From The Editor: The Good, Bad and Ugly

John Mayer & Buddy GUy; Sonny Boy Williamson; George Thorogood and his Delaware Destroyers

AT CHRISTMAS TIME, A YEAR AFTER BUDDY HOLLY HIT WITH “EVERY DAY,” a young George Thorogood asked his father why that song wasn’t on the radio again. When Holly sang, “Every day, it’s a gettin’ closer, goin’ faster than a roller coaster,” Thorogood thought Holly was singing about his excited anticipation of kids’ favorite holiday of the year. And when the Stones and Beatles hit a few years later, Thorogood realized that music could turn his whole year into Christmas. “No one told me that this was bad music, that this was something that you shouldn’t be listening to,” he said in our interview for the Influences column.

To us at Elmore,music is like celebrating Christmas all year round. It certainly felt like Christmas to my son Michael and me when we attended The Legends of Blues concert at New York’s Avery Fisher Hall in February. Our publisher Suzanne Cadgène takes a loving behind-the-scenes view of this historic gathering of Chicago and Delta blues innovators in our cover story. The high point for me was watching Buddy Guy take command of a stage filled with icons including Little Milton, Warren Haynes, John Mayer and James Cotton.

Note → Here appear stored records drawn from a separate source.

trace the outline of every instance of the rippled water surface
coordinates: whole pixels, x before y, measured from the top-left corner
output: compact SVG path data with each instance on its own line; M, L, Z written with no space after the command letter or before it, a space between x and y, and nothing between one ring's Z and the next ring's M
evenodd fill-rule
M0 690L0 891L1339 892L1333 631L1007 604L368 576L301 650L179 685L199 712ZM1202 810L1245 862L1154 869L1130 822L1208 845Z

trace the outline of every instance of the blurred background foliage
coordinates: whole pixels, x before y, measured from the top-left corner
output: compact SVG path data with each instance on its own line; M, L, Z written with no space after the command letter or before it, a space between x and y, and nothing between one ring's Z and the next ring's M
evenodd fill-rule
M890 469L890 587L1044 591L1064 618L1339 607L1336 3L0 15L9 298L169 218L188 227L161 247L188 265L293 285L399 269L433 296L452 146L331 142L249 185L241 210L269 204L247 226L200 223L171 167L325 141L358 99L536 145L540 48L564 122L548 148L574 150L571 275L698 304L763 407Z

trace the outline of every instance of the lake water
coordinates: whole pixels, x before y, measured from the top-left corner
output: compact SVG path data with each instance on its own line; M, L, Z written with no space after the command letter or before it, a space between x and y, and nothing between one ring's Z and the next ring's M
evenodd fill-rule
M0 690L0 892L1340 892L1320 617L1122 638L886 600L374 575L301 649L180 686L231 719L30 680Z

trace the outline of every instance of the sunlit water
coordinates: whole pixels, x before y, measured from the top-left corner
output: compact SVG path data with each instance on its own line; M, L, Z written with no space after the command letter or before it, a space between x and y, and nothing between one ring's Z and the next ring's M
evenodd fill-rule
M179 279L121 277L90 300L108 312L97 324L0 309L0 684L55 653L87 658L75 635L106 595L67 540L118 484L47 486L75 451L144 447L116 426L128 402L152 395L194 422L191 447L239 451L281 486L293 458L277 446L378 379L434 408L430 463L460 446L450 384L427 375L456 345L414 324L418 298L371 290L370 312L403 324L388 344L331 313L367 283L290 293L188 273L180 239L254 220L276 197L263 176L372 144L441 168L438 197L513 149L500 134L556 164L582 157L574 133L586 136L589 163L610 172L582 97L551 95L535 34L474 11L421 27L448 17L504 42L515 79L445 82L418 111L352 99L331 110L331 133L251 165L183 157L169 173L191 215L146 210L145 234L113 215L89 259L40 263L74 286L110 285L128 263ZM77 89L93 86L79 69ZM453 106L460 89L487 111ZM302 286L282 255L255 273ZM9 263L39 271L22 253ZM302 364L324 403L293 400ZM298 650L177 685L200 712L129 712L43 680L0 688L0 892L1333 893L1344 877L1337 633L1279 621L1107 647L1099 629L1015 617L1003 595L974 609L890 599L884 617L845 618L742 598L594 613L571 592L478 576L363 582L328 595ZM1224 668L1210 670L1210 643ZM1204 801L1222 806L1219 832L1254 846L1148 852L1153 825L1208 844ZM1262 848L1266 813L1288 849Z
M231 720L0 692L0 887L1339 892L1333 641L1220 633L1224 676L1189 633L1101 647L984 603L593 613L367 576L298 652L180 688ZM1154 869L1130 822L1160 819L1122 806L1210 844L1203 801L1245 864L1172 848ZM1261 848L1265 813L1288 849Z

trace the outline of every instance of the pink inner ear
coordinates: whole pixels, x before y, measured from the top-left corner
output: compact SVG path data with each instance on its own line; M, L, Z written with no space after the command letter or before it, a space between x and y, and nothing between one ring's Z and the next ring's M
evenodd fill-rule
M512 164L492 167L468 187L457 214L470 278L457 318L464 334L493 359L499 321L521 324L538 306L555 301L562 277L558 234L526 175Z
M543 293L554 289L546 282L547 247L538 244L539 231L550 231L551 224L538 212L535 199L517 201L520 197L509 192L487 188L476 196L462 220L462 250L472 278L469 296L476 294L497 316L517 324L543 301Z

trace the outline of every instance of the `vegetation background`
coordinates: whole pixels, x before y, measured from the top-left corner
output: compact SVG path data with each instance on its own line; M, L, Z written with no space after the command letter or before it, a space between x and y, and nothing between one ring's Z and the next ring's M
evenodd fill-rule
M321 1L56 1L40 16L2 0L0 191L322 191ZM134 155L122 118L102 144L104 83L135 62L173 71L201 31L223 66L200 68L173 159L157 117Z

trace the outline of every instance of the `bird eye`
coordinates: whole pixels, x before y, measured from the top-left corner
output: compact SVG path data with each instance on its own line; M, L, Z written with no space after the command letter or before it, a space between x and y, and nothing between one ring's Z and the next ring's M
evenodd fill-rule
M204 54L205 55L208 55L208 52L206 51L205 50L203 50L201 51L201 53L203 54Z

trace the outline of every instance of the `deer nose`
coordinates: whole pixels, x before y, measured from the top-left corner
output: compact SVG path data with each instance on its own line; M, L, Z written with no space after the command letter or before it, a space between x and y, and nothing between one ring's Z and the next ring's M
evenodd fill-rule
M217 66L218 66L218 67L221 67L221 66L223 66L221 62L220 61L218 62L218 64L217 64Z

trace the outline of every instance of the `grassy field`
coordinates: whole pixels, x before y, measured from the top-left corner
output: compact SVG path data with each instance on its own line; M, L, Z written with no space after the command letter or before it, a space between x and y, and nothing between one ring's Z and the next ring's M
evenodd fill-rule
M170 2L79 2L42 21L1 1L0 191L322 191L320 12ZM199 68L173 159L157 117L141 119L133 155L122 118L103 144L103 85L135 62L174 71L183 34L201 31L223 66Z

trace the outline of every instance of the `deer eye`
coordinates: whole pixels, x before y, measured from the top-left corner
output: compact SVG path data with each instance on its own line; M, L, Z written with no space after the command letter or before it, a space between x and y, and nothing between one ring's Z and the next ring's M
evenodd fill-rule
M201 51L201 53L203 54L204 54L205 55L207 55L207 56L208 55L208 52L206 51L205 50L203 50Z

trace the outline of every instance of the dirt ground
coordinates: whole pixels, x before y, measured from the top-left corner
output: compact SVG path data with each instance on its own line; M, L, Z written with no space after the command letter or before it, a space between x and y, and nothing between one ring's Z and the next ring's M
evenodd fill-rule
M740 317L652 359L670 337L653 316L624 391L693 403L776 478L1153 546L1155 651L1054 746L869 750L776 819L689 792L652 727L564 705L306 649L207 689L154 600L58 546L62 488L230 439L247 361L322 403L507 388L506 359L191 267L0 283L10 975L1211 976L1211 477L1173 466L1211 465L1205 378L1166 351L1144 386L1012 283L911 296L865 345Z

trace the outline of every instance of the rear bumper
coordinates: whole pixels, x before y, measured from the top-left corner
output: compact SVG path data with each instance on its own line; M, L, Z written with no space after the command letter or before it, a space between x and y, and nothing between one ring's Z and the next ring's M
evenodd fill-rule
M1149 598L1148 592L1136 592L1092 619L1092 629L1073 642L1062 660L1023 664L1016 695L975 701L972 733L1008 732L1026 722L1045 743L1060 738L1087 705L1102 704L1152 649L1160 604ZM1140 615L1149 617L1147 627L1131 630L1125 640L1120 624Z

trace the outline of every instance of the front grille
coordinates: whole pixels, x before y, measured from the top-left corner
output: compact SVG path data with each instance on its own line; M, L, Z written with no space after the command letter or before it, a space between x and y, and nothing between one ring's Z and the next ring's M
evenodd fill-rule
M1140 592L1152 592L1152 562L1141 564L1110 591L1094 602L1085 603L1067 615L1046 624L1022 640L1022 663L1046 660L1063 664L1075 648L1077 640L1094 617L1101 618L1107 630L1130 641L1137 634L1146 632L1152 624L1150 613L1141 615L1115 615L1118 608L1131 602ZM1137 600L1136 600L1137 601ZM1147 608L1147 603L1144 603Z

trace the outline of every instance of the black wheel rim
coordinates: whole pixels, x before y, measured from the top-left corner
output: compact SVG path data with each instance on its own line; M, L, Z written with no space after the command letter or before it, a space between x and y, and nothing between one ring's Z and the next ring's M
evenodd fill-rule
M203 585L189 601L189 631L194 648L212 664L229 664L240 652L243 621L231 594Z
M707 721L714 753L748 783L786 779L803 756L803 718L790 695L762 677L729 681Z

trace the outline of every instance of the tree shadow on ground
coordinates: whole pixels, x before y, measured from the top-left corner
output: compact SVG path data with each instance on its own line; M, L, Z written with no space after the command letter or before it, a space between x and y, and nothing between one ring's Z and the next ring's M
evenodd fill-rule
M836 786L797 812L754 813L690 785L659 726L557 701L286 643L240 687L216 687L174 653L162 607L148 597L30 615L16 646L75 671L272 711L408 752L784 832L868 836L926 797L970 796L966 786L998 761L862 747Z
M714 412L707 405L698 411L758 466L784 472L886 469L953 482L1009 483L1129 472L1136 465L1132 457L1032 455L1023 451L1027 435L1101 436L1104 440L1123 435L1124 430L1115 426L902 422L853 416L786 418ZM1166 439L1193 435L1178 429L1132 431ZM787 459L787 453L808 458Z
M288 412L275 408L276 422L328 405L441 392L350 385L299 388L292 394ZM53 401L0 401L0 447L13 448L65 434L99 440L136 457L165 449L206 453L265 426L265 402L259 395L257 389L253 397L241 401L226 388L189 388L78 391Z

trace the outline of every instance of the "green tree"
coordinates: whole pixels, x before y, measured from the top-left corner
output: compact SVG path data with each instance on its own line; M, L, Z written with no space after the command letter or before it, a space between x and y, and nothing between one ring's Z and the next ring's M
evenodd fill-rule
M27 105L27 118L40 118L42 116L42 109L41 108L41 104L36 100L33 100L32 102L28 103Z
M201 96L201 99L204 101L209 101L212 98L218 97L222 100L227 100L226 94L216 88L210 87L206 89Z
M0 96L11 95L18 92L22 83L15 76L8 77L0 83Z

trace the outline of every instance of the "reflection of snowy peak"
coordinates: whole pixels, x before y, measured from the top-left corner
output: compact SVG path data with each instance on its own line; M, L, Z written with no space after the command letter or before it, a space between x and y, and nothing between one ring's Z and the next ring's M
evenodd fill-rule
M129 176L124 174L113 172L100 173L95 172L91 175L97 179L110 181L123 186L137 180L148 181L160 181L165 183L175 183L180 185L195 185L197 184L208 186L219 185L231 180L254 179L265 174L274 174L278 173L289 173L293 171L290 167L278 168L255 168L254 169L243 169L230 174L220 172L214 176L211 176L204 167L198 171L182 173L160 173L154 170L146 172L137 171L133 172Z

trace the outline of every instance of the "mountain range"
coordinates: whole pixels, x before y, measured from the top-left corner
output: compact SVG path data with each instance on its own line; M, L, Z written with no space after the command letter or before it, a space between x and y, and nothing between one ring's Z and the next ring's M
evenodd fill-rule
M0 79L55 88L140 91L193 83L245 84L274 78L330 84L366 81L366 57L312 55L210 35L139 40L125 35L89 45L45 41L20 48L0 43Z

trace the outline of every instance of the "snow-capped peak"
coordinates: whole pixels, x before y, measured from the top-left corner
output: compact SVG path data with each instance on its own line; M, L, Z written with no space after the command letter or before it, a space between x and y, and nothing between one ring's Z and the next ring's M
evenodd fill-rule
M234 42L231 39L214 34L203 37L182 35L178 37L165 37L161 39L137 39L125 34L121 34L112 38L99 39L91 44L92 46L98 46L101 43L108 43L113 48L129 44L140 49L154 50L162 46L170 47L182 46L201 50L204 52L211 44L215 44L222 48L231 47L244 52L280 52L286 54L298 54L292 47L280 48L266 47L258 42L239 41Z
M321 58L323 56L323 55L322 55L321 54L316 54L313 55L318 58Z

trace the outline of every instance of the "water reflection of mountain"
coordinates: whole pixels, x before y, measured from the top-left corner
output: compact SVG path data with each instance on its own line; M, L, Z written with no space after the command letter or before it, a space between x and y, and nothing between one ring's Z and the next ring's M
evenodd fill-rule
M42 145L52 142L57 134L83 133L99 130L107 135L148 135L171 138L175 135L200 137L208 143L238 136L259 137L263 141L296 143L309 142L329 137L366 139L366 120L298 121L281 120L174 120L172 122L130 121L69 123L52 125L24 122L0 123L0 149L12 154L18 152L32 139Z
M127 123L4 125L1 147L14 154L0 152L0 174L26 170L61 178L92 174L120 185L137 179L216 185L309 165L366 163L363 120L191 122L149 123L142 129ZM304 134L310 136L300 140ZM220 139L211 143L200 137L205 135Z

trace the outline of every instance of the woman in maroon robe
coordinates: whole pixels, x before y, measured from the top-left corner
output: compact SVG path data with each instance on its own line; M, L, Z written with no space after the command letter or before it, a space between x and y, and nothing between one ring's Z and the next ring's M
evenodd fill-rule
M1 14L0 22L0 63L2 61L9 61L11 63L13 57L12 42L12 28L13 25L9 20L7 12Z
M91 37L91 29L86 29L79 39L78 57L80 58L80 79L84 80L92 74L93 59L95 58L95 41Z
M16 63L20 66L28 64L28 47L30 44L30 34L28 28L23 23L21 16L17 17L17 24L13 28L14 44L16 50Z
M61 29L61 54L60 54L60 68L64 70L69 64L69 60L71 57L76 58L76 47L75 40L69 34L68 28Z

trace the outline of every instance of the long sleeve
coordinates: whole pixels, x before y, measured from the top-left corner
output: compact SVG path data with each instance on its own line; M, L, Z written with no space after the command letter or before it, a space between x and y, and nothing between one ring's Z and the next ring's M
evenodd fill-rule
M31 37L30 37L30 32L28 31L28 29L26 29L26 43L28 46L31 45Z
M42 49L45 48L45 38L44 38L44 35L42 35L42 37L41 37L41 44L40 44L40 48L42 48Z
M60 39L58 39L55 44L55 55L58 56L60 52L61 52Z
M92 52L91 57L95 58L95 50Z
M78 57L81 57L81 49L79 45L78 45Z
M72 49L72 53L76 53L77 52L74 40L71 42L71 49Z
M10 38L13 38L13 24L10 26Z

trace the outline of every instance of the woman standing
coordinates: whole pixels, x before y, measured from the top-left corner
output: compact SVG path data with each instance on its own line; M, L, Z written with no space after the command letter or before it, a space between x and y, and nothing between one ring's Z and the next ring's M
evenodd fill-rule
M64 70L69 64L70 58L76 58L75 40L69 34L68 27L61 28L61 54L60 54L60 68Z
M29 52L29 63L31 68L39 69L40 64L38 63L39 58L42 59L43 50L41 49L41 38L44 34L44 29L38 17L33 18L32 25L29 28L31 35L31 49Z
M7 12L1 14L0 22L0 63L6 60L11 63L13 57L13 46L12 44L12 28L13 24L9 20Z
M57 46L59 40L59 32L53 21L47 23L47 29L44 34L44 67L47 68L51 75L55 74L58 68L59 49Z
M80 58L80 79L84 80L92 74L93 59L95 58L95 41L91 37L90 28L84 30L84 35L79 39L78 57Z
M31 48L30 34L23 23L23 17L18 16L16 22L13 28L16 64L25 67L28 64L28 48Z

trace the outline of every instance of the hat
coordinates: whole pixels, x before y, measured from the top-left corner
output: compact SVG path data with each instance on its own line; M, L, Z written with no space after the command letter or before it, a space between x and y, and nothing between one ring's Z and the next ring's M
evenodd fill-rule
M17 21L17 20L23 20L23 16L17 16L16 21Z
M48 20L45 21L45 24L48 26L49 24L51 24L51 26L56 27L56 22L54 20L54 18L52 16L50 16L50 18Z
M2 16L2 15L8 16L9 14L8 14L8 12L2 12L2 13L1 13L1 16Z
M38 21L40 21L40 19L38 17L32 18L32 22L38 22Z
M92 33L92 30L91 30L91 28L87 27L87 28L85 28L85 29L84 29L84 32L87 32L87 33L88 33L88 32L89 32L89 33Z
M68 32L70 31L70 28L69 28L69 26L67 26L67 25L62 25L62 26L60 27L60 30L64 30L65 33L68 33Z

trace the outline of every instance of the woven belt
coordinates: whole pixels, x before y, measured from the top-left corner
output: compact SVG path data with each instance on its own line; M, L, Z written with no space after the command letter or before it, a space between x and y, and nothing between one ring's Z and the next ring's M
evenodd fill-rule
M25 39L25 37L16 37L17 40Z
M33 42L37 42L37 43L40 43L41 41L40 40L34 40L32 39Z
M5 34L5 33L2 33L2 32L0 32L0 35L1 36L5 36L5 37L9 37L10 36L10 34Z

Even Buddy Guy was stoked at being part of that stellar event. “Sometimes when you put a fire under a pot,” he told me later, “it boils all the peas. Even in my younger days in Chicago, I used to try to make another guitar player play more so I cold learn more from him by saying, “I’m gonna run you off this stage,” knowing I can’t, but I want to make him play something so I can learn something from him. I still do this.”

I can almost see the glint in Arnie Goodman’s eyes as he connects the dots between the seminal performers, Muddy Waters and Howlin “Wolf and today’s rock superstars in his “Blues Town” and “Heavyweight Champions” articles. When Neal Slaven turns Arnie on to Chris Franz’s Elmore James biography I can just imagine Arnie tearing the wrapping paper off a special gift. The same for Paul Aaronson as he explains in detail the second Traffic album and its cornerstone role in the lineage of Dave Mason, Steve Winwood and Jim Capaldi in “re.issues.”

George Thorogood’s addendum to his story on Buddy Holly concerning “bad music” is a reference to the belief by some in the ’50s that the rising tide of rock ‘n roll would corrupt our youth. Fifty years later, those who would be corrupted are in leadership positions and nearing retirement. But there are still forces in the world that condemn rock ‘n roll, blues and other forms of American music for all kinds of reasons. Carl Gustafson in his “Kickin’ in Your Stall” column looks at prejudice, a particularly ugly manifestation of people’s fear concerning the power of music in the hands of talented African Americans like Sonny Boy Williamson. And there are all kinds of forces who seek to homogenize the sounds that have given every day a touch of Christmas for several generations.

You’re not going to hear the best stuff by only sitting back and listening to your car radio. Those who are proactive, attend the festivals that we at Elmore support and read this magazine know that the excitement George Thorogood felt when he first heard Buddy Holly’s “Every Day” is still out there to be experienced.We feel it, and we hope our magazine helps you feel the joy, too.